In some cases, a formal complaint to the police department will be strongly recommended. For example, if the investigator discovers that a heinous crime involving physical security and/or sexual misconduct has been committed, in such a situation they are required to disclose it. The client will then be advised to make the best decision, which is to denounce the criminal act.

What Grounds Are Required to Initiate an Investigation?

Regardless of the type of investigation, there must be more grounds than mere suspicion or wild allegations. The evidence must be admissible in any type of court.

Let’s take the example of a client who wants to investigate the medical situation of one of their employees who is on sick leave. The mere fact that the employee was seen in a public place without crutches is not sufficient to determine that they are no longer injured and should be fit to return to work.

In all cases, the investigator will welcome a potential client’s reasons while reserving the right to accept or reject the investigation request. If the complaint does not fit within the parameters, the investigation will not proceed and the client will be advised on the options available to them. There is nothing to prevent the case from ultimately being accepted if better grounds are subsequently presented.

What Are the Different Kinds of Investigation?

There are numerous types of investigation: theft, fraud, identity theft, non-competition agreements, etc. It is even possible to take over certain aspects of a police investigation that have been completed, if no complaint has been filed or if the investigation is closed.

Unlike a police investigation, no private arrests are possible. Instead of interrogations, we conduct interviews where the respondent’s participation is free and voluntary. All of this is done with the employer’s cooperation. If a police investigation is in progress, the private investigator must take a step back so as not to hinder the work of the police.
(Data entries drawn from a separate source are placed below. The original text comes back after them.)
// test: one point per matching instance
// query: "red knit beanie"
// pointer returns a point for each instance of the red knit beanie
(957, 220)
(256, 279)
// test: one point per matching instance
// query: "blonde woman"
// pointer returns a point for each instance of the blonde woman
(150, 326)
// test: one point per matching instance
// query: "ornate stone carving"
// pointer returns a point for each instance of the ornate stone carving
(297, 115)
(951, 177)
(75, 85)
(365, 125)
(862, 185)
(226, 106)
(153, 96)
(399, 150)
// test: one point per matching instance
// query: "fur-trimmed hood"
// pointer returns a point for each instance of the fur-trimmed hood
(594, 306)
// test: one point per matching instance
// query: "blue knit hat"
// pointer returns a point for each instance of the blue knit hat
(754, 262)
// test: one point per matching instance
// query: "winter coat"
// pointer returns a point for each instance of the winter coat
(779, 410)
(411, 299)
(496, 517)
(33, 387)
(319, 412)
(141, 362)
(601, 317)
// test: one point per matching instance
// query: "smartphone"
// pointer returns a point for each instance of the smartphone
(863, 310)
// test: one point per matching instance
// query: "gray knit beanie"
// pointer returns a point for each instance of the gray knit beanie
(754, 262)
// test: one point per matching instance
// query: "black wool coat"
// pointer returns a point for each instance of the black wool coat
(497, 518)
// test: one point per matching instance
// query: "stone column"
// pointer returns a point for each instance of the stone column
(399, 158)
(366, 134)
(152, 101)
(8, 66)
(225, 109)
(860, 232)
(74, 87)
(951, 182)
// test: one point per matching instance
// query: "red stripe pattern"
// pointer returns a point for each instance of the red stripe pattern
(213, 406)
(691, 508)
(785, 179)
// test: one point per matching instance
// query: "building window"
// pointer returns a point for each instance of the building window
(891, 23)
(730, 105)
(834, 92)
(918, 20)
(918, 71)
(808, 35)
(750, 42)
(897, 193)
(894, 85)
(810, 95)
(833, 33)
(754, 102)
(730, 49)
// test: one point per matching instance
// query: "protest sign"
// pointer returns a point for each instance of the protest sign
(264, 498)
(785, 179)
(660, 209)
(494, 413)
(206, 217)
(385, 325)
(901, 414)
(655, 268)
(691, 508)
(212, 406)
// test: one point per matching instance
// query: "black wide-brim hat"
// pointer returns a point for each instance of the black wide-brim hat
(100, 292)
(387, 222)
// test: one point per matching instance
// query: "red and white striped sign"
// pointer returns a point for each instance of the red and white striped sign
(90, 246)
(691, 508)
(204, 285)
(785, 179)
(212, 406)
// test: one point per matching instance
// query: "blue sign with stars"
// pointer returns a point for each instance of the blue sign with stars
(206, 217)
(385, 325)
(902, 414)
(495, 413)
What Are the Steps to Launching an Investigation?

The process is pretty much always the same, regardless of the type of investigation. It is comparable to a doctor’s consultation.

1. Gathering Information

The investigator asks a series of non-judgmental questions to learn more about the nature of the problem.

They may ask for surveillance camera footage, e-mail exchanges, or any other type of additional evidence.

2. Analysis

Once the information has been obtained, the investigator will try to understand the situation, make connections between the various elements, and ensure that they have all the necessary information.

At this point, the investigator may choose to pursue different leads.

3. Verification

The investigator will try to confirm their hypothesis, for example by accumulating more evidence or by asking the client new questions.

4. Diagnosis

If the problem is benign, the investigator will suggest changes related to the company’s habits, such as a review of internal procedures.

If it is more serious, additional methods of gathering evidence will be implemented, such as interviews, in-person or video surveillance.

5. The Investigation Report

This document details the entire process, compiles all the evidence and contains the findings of the investigation.

The investigator can also use this report to make recommendations to the client.

How has Gardium Developed This Expertise, and What Sets it Apart from Other Private Companies?

It’s not a prerequisite, but most of the investigators who work at Gardium are former police officers experienced in investigations. They have a good sense of smell, and are sensitive to both the legal and human aspects of the process. They follow legal trends and stay abreast of the laws and regulations that govern them. Excellent non-police investigators are also part of the team, and are equally efficient and rigorous.

Gardium stands out for its integrity and honesty. If a client’s investigation request does not meet the criteria, our investigators do not hesitate to point out what’s wrong and guide them toward better practices.

Each investigation is tailored to the client’s needs. Gardium’s investigators are creative and always propose an adapted, full-scale solution.

“James Bond-style missions only exist in the movies,” Martin Côté explains. “We offer our clients feasible investigations of reasonable duration.”